With this treatment, the individual is asked to say whatever comes to mind without restraining any thoughts or feelings. This process is known as free association (Morris & Maisto, 2002). This process may reveal underlying unconscious thoughts that may be the foundation for the AvPD. As this therapy process develops, the individual begins to feel more comfortable talking about their thoughts and feelings and begins to reveal more in-depth thoughts in a process known as positive transference. This leads to the vulnerability stage and the individual seeks out reassurance from the psychologist.
While the psychologist maintains a neutral stance during the next phase, the individual may have feelings anxiety and feel threatened by the psychologist because the individual is not receiving the reassurance they are seeking. This process is known as negative transference. In psychoanalysis, negative transference is an important step to enlighten an individual to where unconscious thoughts and feelings may be hidden. The psychologist then begins to offer insight and interpretations of why the individual may be suffering from AvPD.

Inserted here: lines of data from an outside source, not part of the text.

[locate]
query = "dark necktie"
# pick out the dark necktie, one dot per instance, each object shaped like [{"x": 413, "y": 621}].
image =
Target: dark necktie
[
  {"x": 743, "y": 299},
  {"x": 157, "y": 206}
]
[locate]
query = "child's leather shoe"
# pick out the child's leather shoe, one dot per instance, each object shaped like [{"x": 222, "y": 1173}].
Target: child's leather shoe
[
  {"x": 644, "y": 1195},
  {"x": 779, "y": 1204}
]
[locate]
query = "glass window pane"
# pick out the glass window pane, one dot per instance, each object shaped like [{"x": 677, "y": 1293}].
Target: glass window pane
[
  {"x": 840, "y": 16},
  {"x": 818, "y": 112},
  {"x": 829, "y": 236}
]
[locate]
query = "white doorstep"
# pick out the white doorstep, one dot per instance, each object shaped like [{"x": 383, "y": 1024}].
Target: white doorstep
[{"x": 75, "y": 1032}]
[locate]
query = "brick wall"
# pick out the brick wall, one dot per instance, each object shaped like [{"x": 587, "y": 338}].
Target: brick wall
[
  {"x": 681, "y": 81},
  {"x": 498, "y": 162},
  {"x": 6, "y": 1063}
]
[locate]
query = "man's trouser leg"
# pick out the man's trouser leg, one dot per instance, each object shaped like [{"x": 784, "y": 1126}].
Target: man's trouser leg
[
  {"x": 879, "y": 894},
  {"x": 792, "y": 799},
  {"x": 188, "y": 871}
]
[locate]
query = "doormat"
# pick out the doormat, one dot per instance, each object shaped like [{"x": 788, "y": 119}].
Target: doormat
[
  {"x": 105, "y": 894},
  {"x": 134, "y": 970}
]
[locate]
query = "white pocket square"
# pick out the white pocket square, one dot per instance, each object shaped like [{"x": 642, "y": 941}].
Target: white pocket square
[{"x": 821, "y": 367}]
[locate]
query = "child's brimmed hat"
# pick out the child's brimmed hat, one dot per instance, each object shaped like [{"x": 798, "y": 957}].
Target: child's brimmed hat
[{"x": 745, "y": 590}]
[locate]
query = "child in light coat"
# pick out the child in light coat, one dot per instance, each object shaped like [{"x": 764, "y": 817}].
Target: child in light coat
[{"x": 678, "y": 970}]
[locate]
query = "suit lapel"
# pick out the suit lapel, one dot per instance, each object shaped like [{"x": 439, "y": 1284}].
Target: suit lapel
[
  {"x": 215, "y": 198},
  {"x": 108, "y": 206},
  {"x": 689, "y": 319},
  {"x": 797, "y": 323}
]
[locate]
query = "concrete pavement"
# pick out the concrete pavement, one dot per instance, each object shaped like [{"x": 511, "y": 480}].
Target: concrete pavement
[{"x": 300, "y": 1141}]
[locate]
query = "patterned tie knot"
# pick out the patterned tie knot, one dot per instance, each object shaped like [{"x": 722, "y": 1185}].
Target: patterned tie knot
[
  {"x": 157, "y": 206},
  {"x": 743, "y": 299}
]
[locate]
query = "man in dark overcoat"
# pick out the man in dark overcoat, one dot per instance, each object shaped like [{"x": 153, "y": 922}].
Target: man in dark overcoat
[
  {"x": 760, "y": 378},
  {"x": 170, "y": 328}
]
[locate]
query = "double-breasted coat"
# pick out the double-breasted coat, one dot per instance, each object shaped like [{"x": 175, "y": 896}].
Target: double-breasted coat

This gives the individuals the opportunity to work through past issues and move past them. CLIENT-CENTERED THERAPY Another treatment method includes client-centered (or person-centered) therapy (Morris & Maisto, 2002). In this non-directional form of therapy, unconditional positive support of the individual by the psychologist is maintained in order for the individual to uphold the responsibility for change. The founder of client-centered therapy, Carl Rogers, believed that a person’s defensiveness, rigidity, anxiety, and other signs of discomfort stem from their experiences of conditional positive regard.
The individual has learned from past experiences that their acceptance and love from others depends on how other people expect them to be (Morris & Maisto, 2002). The role of a psychologist in this type of therapy is to show an individual acceptance without regard to what the individual may say or do. This would be the first step in teaching an individual to accept themselves (Morris & Maisto, 2002). Understanding the issue from the individual’s point of view is a foundation of client-centered therapy.
This would allow the individual to understand where and their rejection issues are centered. COGNITIVE THERAPY Cognitive therapy may also help an individual suffering from AvPD to overcome their fears and gain a better sense of self-worth. This type of therapy emphasizes changing an individual’s perception of their life situation as a way of modifying their behavior (Morris & Maisto, 2002). Psychologists following this theory of therapy believe an individual has learned to be fearful of rejection by the way the individual views their life situations.
Additionally, cognitive psychologists believe an individual can overcome AvPD by changing the learning pattern of how an individual views their life. Avoidance personality disorder is a very real disorder that undermines an individual’s sense of self-worth. Feeling overwhelmed by a sense of rejection may cause an individual to retreat from others in order to prevent more feelings of rejection. Recognizing the problem and seeking help through a variety of therapies with help an individual back get on track for a healthy outlook on life and a better sense of self-worth.